Steuerpflicht trotz Gehaltsverzicht

04.09.2014

Mittelständisch geprägte Kapitalgesellschaften werden häufig von einem beherrschenden Gesellschafter-Geschäftsführer geführt. In vielen Fällen ist der Geschäftsführer sogar alleiniger Gesellschafter. Der Geschäftsführervertrag und vor allem die darin vereinbarten Vergütungsregelungen werden im weiteren Verlauf naturgemäß nur wenig beachtet.

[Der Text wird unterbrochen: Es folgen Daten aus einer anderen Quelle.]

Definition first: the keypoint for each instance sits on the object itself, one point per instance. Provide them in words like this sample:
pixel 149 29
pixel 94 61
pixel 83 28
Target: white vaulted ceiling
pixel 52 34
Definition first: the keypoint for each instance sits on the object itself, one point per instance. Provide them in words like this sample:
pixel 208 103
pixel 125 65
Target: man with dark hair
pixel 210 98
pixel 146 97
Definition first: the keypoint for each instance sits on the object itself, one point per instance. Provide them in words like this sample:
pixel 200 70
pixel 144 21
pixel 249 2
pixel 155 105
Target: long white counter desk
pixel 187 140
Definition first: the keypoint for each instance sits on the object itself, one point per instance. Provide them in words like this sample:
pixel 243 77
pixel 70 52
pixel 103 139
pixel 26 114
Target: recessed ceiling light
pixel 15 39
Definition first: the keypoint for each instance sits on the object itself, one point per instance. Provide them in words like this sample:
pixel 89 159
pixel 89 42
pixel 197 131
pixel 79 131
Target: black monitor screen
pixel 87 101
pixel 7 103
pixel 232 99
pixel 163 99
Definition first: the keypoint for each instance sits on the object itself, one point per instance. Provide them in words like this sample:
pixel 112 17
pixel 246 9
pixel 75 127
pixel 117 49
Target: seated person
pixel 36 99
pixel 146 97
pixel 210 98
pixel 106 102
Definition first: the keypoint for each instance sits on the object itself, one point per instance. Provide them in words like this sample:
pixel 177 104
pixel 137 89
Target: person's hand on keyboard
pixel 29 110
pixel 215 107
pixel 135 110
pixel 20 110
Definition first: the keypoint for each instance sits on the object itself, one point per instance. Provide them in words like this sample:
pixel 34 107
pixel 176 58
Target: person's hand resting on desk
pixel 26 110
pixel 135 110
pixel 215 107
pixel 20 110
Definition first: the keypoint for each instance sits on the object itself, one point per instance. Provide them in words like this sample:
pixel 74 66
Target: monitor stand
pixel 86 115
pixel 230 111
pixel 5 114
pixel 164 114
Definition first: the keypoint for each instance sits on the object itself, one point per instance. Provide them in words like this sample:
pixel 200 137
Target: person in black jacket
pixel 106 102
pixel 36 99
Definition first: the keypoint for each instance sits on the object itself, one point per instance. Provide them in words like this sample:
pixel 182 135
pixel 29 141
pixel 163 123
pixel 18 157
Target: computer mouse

Gleichwohl können steuerliche Fallstricke vorhanden sein. Probleme kann insbesondere die Frage bereiten, wann dem beherrschenden Gesellschafter-Geschäftsführer eine vertraglich vereinbarte Vergütung zufließt. Unerwartete steuerliche Komplikationen treten in diesem Zusammenhang häufig dann auf, wenn der Gesellschafter-Geschäftsführer auf einzelne Vergütungsbestandteile verzichtet oder Vergütungsbestandteile schlicht nicht ausbezahlt werden, z. B. weil die Ertrags- oder Liquiditätssituation der Gesellschaft das erfordert. Erfolgt ein Verzicht nach Fälligkeit der Vergütung, muss der GesellschafterGeschäftsführer die (gar nicht erhaltene) Vergütung versteuern. Zum Ausgleich wird eine verdeckte Einlage in die GmbH angenommen, die sich allerdings erst im Fall eines Verkaufs und dann auch nur im Rahmen des Teileinkünfteverfahrens in Form höherer Anschaffungskosten auswirkt. Nun hat die Finanzverwaltung in einem Schreiben ihre durchaus umstrittene Rechtsauffassung mit Verweis auf drei Urteile des Bundesfinanzhofs bestätigt, wonach bei einem beherrschenden Gesellschafter- Geschäftsführer ein fiktiver Zufluss einer Vergütung bereits dann erfolgt, wenn diese fällig wäre. Ob zu diesem Zeitpunkt bereits eine Passivierung in der Bilanz erfolgt ist, spielt keine Rolle.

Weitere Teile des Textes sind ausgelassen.